韻は、ose-ose, eil-pré-pré-eilというaabccb。aaと並ぶ平韻に、bがcを包み込む抱擁韻が続く。

第1詩節

Mignonne, allons voir si la rose
Qui ce matin avait déclose
Sa robe de pourpre au soleil,
A point perdu cette vesprée
Les plis de sa robe pourprée
Et son teint au vôtre pareil. 

愛する人よ。見に行こう。バラが、
朝は太陽に照らされて、緋色のドレスを開いていた。
でも、夕方、失わなかっただろうか、
緋色のドレスの襞も、
あなたの肌の色に似た花の色合いも。

第一詩行の最初に置かれているMignonneは、愛する人に対する呼びかけ。詩人は彼女に、パラの咲いている庭に散歩に行こうと誘いかける。
この第一詩行の音節は8音。Mignonne (2音節)、allons voir si la rose(6音節)に分かれる。
音に関して言うと、[ l ]と[ r ]が4つ含まれ、その誘いを心地いいものにしている。
そこに、[ o ]の音が3つ挟まり、リズミカルな感じを詩句に与える。
こうした音とリズムの効果で、Mignonneとla roseの対応が生み出され、女性とバラが非常に近い存在になっている。
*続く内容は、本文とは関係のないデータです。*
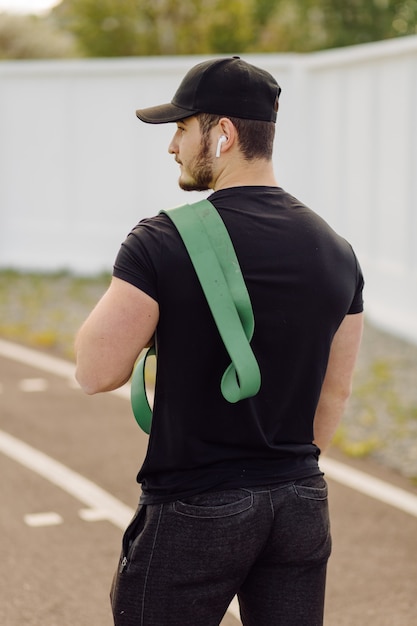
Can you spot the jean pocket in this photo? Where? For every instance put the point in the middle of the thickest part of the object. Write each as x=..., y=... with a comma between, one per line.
x=134, y=528
x=215, y=505
x=312, y=491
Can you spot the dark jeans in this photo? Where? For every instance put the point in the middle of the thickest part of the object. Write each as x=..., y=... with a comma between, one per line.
x=183, y=562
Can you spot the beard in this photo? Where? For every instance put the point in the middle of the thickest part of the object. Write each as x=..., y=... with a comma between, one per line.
x=200, y=170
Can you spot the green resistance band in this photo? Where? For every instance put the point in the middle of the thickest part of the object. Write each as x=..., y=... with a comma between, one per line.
x=214, y=260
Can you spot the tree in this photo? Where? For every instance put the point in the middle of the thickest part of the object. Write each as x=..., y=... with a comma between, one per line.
x=28, y=37
x=154, y=27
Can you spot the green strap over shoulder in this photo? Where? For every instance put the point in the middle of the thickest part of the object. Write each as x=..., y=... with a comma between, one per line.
x=214, y=260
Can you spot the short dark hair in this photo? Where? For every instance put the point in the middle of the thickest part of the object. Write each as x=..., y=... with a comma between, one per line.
x=256, y=138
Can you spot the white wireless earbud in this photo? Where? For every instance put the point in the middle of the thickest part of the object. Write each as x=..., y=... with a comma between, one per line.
x=222, y=139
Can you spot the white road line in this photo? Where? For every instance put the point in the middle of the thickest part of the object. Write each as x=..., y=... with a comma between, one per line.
x=370, y=486
x=76, y=485
x=48, y=363
x=30, y=385
x=345, y=475
x=43, y=519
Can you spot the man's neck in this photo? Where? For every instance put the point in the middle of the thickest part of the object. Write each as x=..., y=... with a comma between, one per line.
x=248, y=173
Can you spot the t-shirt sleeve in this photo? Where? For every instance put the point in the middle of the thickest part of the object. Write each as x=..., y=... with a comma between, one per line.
x=357, y=302
x=135, y=261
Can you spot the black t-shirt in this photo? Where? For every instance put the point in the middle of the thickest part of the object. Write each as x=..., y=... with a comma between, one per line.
x=302, y=279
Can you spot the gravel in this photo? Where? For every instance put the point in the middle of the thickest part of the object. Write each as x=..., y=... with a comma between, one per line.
x=45, y=311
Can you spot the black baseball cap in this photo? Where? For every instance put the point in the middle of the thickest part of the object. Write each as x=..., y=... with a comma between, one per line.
x=229, y=87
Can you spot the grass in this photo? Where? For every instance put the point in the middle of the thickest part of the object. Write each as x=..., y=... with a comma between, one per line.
x=44, y=311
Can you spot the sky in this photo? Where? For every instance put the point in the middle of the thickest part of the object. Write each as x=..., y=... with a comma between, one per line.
x=27, y=6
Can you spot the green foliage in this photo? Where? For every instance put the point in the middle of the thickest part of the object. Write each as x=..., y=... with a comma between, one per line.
x=109, y=28
x=30, y=37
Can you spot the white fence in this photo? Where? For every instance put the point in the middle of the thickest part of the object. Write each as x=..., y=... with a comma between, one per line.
x=78, y=170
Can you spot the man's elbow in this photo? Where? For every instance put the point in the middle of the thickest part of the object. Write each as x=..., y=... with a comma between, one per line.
x=89, y=384
x=93, y=382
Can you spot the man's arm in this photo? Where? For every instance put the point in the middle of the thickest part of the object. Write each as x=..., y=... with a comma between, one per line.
x=112, y=337
x=337, y=385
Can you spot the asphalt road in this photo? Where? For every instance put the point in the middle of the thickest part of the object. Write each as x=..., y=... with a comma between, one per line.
x=59, y=547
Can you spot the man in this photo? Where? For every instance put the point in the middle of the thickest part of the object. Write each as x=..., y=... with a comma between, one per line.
x=233, y=500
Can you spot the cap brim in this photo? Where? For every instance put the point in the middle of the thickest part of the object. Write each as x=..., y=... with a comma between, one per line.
x=163, y=114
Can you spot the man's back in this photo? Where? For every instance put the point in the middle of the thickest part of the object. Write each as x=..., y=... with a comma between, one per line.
x=288, y=257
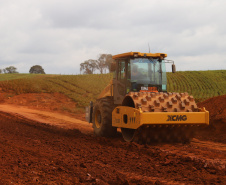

第二詩行、avait déclose(déは否定、closeは閉じる。従って、開くの意味)と大過去で書かれ、朝にはすでに開いていることが示される。

そして、第三詩行で、décloseの目的語が示される。それは「彼女のドレス」sa robe。
ここで、バラの花を女性のドレスと言うことで、バラ=女性の同一化がさらに強化される。それが日の光に照らされ、美しく輝いく。
ここまでは、la rose qui (…)の(…)の部分で、バラの朝の様子を描いている。

第四詩節目になると、朝から夕方へと時間が移行する。
その際に、「失った」(a perdu)と複合過去形が使われ、バラがすでに何かを失ってしまったことが示されている。(ちなみに、pointは否定。ne… pointのneが省略されている。)
ただし、目的語である襞と色合いが来る前に、今夜という時間が示され、少しじらしている感じがある。
また、point – perdu – vespréeと[ p ]の音が3度反復し(allitération)、時を忙しく刻んでいる感じが出ている。
その上、[ p ]は次の行のplis – pourpréeでも反復される。

時間は否応なしに前に進んでいく。そして、美しさも時と共に失われる。そして、最後の行で、似ているpareilという言葉が置かれ、Mignonneとla roseの類似、さらに言えば、愛する人とバラの花の一体化が強調される。愛する人を美しいバラに例え、そして、朝美しいバラも夕方には花を散らしてしまう。詩人は愛する人に、その様子を見に行こうと誘うのである。